The only thing I didn’t try was rehab; I don’t remember even thinking about rehab, which seems odd in retrospect. I was suffering, but in denial. I didn’t want to admit to being an alcoholic. I was ashamed, scared, at times desperate, but my addict brain was happy for me to “play” with recovery safe in the knowledge that it was still in the driving seat. Rehab would have been an irreversible step too far, and I was not yet desperate enough for that.

Addiction gradually locked me into a prison whose walls were made from shame and secrecy. These are the coconspirators that keep addicts stuck on the wheel, preventing us seeking the help that we need, forgiving ourselves for falling into a trap we didn’t know was there or being honest with ourselves or others. Recovery for me is about tearing down that wall, brick by brick. It means being honest, talking about it, even when dragging “it” out into the light feels like standing naked in front of a crowd of strangers. It means learning not to be ashamed by understanding what happened to me and why, and it means coming to see myself not as a weak, broken person, but as a person who can finally own up to and speak the truth about myself.

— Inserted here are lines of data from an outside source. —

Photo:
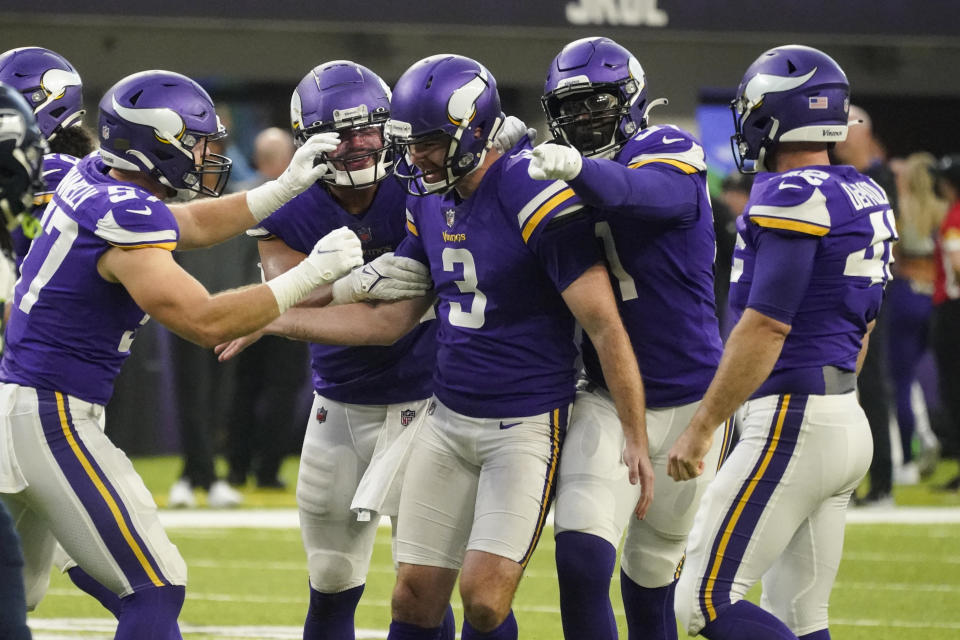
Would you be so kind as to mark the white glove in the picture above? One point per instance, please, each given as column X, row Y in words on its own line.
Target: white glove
column 388, row 277
column 551, row 161
column 334, row 255
column 511, row 132
column 298, row 176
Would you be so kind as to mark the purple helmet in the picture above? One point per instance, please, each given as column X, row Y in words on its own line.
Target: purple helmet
column 789, row 94
column 151, row 121
column 595, row 96
column 350, row 99
column 50, row 85
column 444, row 95
column 22, row 146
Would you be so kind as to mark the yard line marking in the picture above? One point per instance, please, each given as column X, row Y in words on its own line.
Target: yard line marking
column 289, row 518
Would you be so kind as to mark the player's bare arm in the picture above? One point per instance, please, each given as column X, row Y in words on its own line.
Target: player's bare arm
column 206, row 222
column 591, row 300
column 751, row 352
column 352, row 324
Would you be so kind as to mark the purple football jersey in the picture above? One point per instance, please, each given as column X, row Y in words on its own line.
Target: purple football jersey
column 505, row 342
column 70, row 330
column 852, row 218
column 55, row 167
column 662, row 266
column 368, row 374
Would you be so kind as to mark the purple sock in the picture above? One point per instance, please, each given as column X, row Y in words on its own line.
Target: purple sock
column 405, row 631
column 584, row 567
column 331, row 614
column 448, row 629
column 506, row 631
column 150, row 614
column 87, row 584
column 649, row 611
column 746, row 621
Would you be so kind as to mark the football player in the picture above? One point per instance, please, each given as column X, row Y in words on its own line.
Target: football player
column 52, row 87
column 21, row 151
column 812, row 258
column 648, row 187
column 511, row 275
column 100, row 268
column 364, row 396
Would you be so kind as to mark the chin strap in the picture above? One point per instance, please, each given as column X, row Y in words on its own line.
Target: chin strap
column 650, row 105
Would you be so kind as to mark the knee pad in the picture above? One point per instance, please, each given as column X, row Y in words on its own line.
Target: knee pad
column 327, row 481
column 338, row 552
column 650, row 557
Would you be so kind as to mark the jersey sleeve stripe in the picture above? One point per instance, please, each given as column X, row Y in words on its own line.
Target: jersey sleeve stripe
column 683, row 166
column 169, row 246
column 531, row 207
column 790, row 225
column 545, row 209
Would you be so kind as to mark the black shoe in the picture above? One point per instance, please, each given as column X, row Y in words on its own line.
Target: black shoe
column 272, row 483
column 953, row 485
column 237, row 479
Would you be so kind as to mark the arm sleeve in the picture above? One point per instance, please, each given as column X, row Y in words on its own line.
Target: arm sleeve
column 656, row 191
column 781, row 274
column 567, row 248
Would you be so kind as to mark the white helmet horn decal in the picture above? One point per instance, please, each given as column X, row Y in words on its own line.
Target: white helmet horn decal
column 462, row 104
column 764, row 83
column 166, row 122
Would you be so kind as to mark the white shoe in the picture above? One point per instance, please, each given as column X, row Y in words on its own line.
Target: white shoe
column 907, row 474
column 223, row 496
column 181, row 495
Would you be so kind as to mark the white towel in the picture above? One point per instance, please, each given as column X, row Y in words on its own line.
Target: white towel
column 379, row 489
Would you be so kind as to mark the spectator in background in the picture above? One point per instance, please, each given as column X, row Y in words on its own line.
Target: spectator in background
column 909, row 306
column 735, row 191
column 946, row 301
column 268, row 377
column 203, row 388
column 864, row 153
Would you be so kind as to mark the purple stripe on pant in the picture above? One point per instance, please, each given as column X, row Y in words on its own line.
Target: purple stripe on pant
column 738, row 527
column 114, row 526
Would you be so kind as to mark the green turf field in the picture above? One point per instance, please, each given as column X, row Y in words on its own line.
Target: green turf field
column 896, row 581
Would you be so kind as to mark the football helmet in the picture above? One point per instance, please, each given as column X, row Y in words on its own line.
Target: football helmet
column 789, row 94
column 595, row 96
column 449, row 100
column 350, row 99
column 152, row 121
column 50, row 85
column 22, row 146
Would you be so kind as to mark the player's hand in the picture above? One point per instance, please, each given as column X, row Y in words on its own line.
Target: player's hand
column 303, row 171
column 685, row 459
column 227, row 350
column 636, row 456
column 335, row 254
column 511, row 132
column 388, row 277
column 298, row 176
column 551, row 161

I do not call myself an alcoholic. For me, the distinction that society likes to make between alcoholics and drug addicts plays into the fiction that alcohol is not a drug, that it is not highly addictive, not toxic or carcinogenic, in fact not dangerous at all. It casts addiction as a moral issue and alcoholics as people who are weak, self-indulgent, irresponsible, “bad.” It pushes responsibility for the human, social and economic costs of addiction onto addicts, and away from the multimillion-dollar alcohol businesses that profit from hiding the ugly truth of the drug they push under a glossy cloak of sophistication, sociability and sex.

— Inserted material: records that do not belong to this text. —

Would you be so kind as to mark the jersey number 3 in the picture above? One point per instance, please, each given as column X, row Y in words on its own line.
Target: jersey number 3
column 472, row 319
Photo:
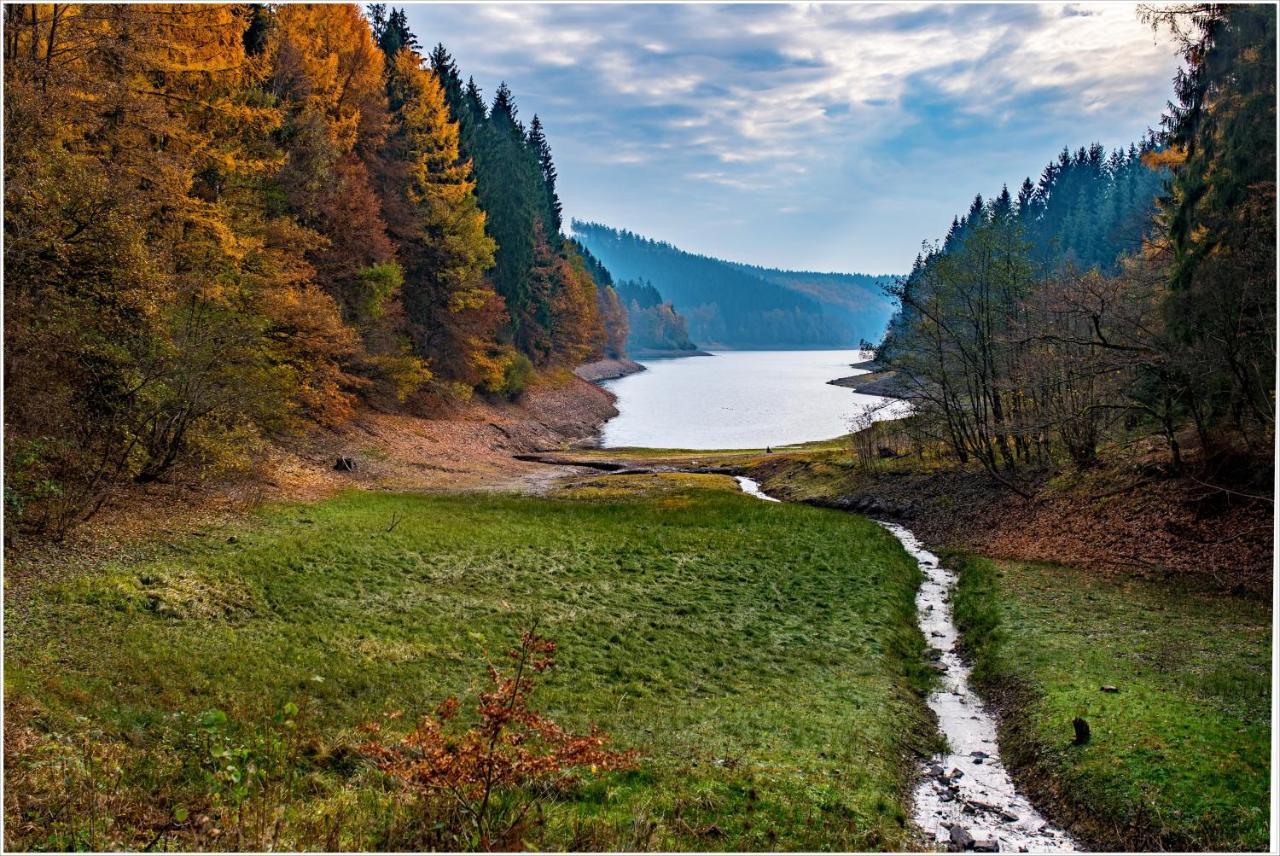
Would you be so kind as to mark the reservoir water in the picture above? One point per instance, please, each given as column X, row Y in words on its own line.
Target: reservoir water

The distinction between alcohol and drugs is false. Despite what society and the alcohol peddlers want us to believe, alcohol is a drug like any other, and I am an addict like any other. My substance “of choice” (although really there was very little “choice” involved) was alcohol, but there the distinction between me and someone addicted to meth, cocaine, marijuana, sex or shopping is about as meaningful as the difference between someone whose booze of choice was Pinot Noir (mine, preferably Central Otago, because, you know, terroir, etc.), whiskey or meths. It’s the same hell in different clothes.

As Gabor Maté puts it in his book “In the Realm of Hungry Ghosts”:

“There is only one universal addiction process. Its manifestations are multiple, from the gentler to the life-threatening, but in all addictions, it utilizes the same brain circuits of pain relief, reward and motivation; it imposes the same psychological dynamics of shame and denial, the same behaviors of subterfuge and dishonesty. In all cases it exacts the same price of inner peace, harm to relationships and diminished self-worth. In the case of substance addicts, whether in thrall to nicotine, alcohol or illicit drugs, it also jeopardizes physical health.”

I am in recovery, but I am not recovered, I will never be recovered. But after more than 30 years of holding my shame like a sharp knife that cut me deeper the harder I clung to it, I am now recovering the truth of who I am through understanding and telling the truth of my addiction.